🤖 AI Summary
To address the degraded robustness and accuracy of SLAM in underwater environments due to severe visual degradation, this paper proposes the first tightly coupled stereo camera–IMU–imaging sonar trimalodal underwater SLAM system. Our method integrates sonar image feature matching, IMU preintegration, and nonlinear optimization via iSAM2/GTSAM. Key contributions include: (1) a visual-degradation-aware adaptive dimensionality reduction mechanism that dynamically switches to sonar–inertial 3-DoF localization; (2) leveraging sonar-derived pose estimates as strong priors to enhance IMU propagation stability; and (3) sonar-driven cold-start initialization and online sonar–visual extrinsic calibration. Evaluated on synthetic, pool, and near-shore real-world datasets, the system significantly outperforms state-of-the-art visual-inertial SLAM methods, achieving centimeter-level pose accuracy and high mapping success rates even in low-texture and turbid underwater conditions.
📝 Abstract
Visual degradation in underwater environments poses unique and significant challenges, which distinguishes underwater SLAM from popular vision-based SLAM on the ground. In this paper, we propose RUSSO, a robust underwater SLAM system which fuses stereo camera, inertial measurement unit (IMU), and imaging sonar to achieve robust and accurate localization in challenging underwater environments for 6 degrees of freedom (DoF) estimation. During visual degradation, the system is reduced to a sonar-inertial system estimating 3-DoF poses. The sonar pose estimation serves as a strong prior for IMU propagation, thereby enhancing the reliability of pose estimation with IMU propagation.

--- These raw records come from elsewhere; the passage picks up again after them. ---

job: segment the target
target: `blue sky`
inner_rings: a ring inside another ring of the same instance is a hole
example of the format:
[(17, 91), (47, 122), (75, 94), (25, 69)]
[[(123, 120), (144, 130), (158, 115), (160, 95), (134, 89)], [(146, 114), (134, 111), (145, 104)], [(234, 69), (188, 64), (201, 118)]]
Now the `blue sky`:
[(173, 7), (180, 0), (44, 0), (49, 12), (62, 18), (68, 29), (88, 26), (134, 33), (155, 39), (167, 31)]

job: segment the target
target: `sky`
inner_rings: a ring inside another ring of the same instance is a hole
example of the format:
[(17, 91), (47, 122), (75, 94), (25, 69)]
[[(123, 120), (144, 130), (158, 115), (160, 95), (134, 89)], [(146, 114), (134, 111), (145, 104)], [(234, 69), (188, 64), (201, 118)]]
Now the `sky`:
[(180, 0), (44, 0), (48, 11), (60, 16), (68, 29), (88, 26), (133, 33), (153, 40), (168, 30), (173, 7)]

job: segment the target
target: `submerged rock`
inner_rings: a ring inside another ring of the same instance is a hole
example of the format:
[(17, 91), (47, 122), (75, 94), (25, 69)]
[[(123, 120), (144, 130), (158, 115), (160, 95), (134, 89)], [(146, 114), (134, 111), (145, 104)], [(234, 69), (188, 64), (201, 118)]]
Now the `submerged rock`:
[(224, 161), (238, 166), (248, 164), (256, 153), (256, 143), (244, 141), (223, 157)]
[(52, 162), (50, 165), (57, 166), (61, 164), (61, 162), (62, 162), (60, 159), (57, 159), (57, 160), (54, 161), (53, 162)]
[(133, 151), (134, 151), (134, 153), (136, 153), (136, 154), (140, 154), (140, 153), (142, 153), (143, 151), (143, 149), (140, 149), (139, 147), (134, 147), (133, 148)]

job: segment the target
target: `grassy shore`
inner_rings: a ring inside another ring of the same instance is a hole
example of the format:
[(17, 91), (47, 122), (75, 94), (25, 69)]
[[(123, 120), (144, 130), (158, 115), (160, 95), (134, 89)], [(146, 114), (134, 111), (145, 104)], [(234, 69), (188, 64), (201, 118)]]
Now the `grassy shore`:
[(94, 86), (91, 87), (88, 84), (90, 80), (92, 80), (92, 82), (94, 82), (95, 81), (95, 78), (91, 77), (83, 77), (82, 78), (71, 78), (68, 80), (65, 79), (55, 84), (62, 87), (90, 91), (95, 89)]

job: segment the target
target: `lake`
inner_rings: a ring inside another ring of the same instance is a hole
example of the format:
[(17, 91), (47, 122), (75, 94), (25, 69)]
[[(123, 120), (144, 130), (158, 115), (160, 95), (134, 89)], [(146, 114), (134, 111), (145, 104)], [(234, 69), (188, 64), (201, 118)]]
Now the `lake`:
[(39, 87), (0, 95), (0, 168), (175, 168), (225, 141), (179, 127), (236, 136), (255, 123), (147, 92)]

Additionally, we propose a SLAM initialization method that leverages the imaging sonar to counteract the lack of visual features during the initialization stage of SLAM. We extensively validate RUSSO through experiments in simulator, pool, and sea scenarios. The results demonstrate that RUSSO achieves better robustness and localization accuracy compared to the state-of-the-art visual-inertial SLAM systems, especially in visually challenging scenarios. To the best of our knowledge, this is the first time fusing stereo camera, IMU, and imaging sonar to realize robust underwater SLAM against visual degradation.